Cross-section electron micrographs through preindividualized (A and B) and mature (C and D) portions of spermatogenic cysts from wild-type (A and C) and TAZ deletion mutant (B and D) testes. Preindividualized spermatogenic cysts are similar in TAZ−/− (B) and wild-type (A) testes. These cysts are identifiable by their light-staining major mitochondrial derivatives (big arrow), in which an electron-dense material accumulates, enlarged minor mitochondrial derivatives (small arrow), and the presence of extensive cytoplasm between the axonemes (arrow head). After individualization, wild-type cysts contain highly ordered arrays of elongated spermatids that have undergone a significant reduction in the amount of cytoplasm that can be seen between the sperm tails (C). TAZ mutant cysts fail to undergo proper individualization and in them spermatid arrangements are grossly disorganized (D). (Scale bar, 1 μm.)

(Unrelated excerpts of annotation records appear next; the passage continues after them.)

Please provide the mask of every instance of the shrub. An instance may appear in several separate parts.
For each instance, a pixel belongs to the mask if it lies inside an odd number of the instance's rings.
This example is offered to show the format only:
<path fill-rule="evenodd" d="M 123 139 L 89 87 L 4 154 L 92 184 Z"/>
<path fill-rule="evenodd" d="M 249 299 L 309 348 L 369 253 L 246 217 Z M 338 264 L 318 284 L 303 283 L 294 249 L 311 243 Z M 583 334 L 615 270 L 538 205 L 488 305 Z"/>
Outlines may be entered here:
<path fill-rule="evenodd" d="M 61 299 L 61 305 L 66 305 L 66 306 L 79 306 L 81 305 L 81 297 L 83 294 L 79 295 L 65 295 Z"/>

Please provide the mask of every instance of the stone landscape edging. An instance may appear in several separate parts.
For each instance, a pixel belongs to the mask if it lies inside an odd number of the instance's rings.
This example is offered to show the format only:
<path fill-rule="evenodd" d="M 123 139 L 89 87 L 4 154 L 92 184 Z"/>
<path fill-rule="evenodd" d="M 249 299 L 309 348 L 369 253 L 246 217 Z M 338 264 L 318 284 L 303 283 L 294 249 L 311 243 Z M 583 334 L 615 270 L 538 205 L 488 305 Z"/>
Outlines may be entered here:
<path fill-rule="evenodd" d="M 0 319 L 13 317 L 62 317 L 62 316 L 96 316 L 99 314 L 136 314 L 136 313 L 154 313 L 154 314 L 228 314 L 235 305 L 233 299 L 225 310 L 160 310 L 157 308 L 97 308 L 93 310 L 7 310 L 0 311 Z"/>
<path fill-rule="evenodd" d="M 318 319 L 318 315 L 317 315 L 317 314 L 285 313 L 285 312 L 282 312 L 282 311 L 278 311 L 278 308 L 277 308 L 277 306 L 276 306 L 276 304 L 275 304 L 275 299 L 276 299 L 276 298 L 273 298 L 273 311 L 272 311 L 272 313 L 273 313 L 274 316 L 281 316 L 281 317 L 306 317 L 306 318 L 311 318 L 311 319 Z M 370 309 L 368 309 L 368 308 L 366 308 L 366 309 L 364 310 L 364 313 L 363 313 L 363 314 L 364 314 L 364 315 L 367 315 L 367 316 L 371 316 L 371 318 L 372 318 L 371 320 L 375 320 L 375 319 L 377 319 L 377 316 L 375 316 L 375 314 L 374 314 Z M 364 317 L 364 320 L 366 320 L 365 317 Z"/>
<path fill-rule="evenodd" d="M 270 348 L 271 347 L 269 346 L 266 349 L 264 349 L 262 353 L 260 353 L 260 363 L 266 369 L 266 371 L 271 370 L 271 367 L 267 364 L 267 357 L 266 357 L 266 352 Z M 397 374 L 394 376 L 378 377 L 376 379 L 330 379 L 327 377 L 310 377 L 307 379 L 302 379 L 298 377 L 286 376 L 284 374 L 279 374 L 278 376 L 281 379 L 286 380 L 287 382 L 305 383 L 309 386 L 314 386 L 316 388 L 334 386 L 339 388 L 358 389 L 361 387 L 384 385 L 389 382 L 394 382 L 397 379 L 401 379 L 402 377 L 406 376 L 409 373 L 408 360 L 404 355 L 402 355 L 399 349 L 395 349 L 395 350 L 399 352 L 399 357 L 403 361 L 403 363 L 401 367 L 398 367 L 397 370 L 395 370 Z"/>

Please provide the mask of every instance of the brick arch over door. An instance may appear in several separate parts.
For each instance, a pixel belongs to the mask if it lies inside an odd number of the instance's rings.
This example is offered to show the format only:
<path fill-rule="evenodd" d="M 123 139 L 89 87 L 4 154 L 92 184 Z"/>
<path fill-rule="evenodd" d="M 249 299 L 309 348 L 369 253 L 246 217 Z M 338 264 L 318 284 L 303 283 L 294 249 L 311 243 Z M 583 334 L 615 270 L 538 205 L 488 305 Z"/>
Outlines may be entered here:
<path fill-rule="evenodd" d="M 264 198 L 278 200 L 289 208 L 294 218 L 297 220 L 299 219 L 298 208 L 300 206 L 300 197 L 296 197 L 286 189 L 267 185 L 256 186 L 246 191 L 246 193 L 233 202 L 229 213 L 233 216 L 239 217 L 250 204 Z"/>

The P element insertion in EY05103 inactivates the gene CG6718 encoding the calcium-independent phospholipase A2, iPLA2VIA. (A) The Drosophila genomic region containing the gene (top bar, adapted from Flybase). The Flybase annotation indicates that CG6718, through alternative splicing, produces 4 mRNA transcripts (RA, RB, RC, and RD) that encode 2 protein products with different N termini (PA and that of PB, PC, or PD). The position of the EY05103 P element insertion is indicated by an open triangle above the genomic region. Two arrowheads below the genomic region and above the mRNAs schematics indicate the positions of the primers used for RT-PCR. (B) Agarose gel electrophoresis of the products generated by RT-PCR from the CG6718-mRNAs in wild type (WT) and the EY05103 (EY) fly strain. Lane EY, homozygous EY05103 insertion strain; lane WT, w¹¹¹⁸ strain; lane M, DNA size marker. RA, RB, RC, and RD correspond to the CG6718 transcripts annotated in the Flybase. The asterisk indicates a new alternatively spliced transcript not yet annotated in the Flybase. Control indicates the amplified transcript fragment of an irrelevant gene (CG34133) as an internal control. The identity of each fragment was confirmed by DNA sequencing.

Inactivation of iPLA₂ suppresses the male-sterile phenotype of tafazzin-deficient flies and partially restores the MLCL/CL ratio. (A) Relative male fertilities of w¹¹¹⁸ (WT), tafazzin mutant (TAZ−/−), EY05103 P element insertion strain (iPLA₂−/−), double mutant (TAZ−/−; iPLA₂−/−) and the precise P element excision strain [TAZ−/−; EY(−)]. That the excision in the TAZ−/−; EY(−) strain was precise and restored the normal iPLA₂ gene was determined by PCR amplification of the relevant chromosomal region and DNA sequencing through the previous insertion site. The male fertility of WT flies is defined as 100%. Data from 3 independent experiments were obtained. (B) Fluorescence HPLC profiles of MLCL and CL isolated from WT, iPLA₂−/−, TAZ−/−, and the double-mutant flies. The fluorescence yield (ordinate) is plotted against retention time (abscissa). The vertical dotted lines separate the regions with peaks representing CL (to the right) from those with peaks corresponding to monolyso-CL species (to the left). The arrows indicate the dominant CL peak containing mature cardiolipin molecules with palmitoleoyl (16:1) and linoleoyl (18:2) residues due to remodeling (25). (C) Quantification of the MLCL/CL ratio in WT, iPLA₂−/−, TAZ−/−, and double-mutant flies. Data are from the profiles obtained from 4 independent experiments. (D) Treatment of BTHS lymphoblasts with an iPLA2 inhibitor (BEL) partially restores their MLCL/CL ratio. The lymphoblast cultures were treated with 2.5 μM bromoenol lactone (BEL) for 48 h and their MLCL and CL contents were determined by fluorescence HPLC. The data are presented as the average obtained from 2 BTHS lymphoblast cell lines and 2 normal control (NC) lymphoblast cell lines.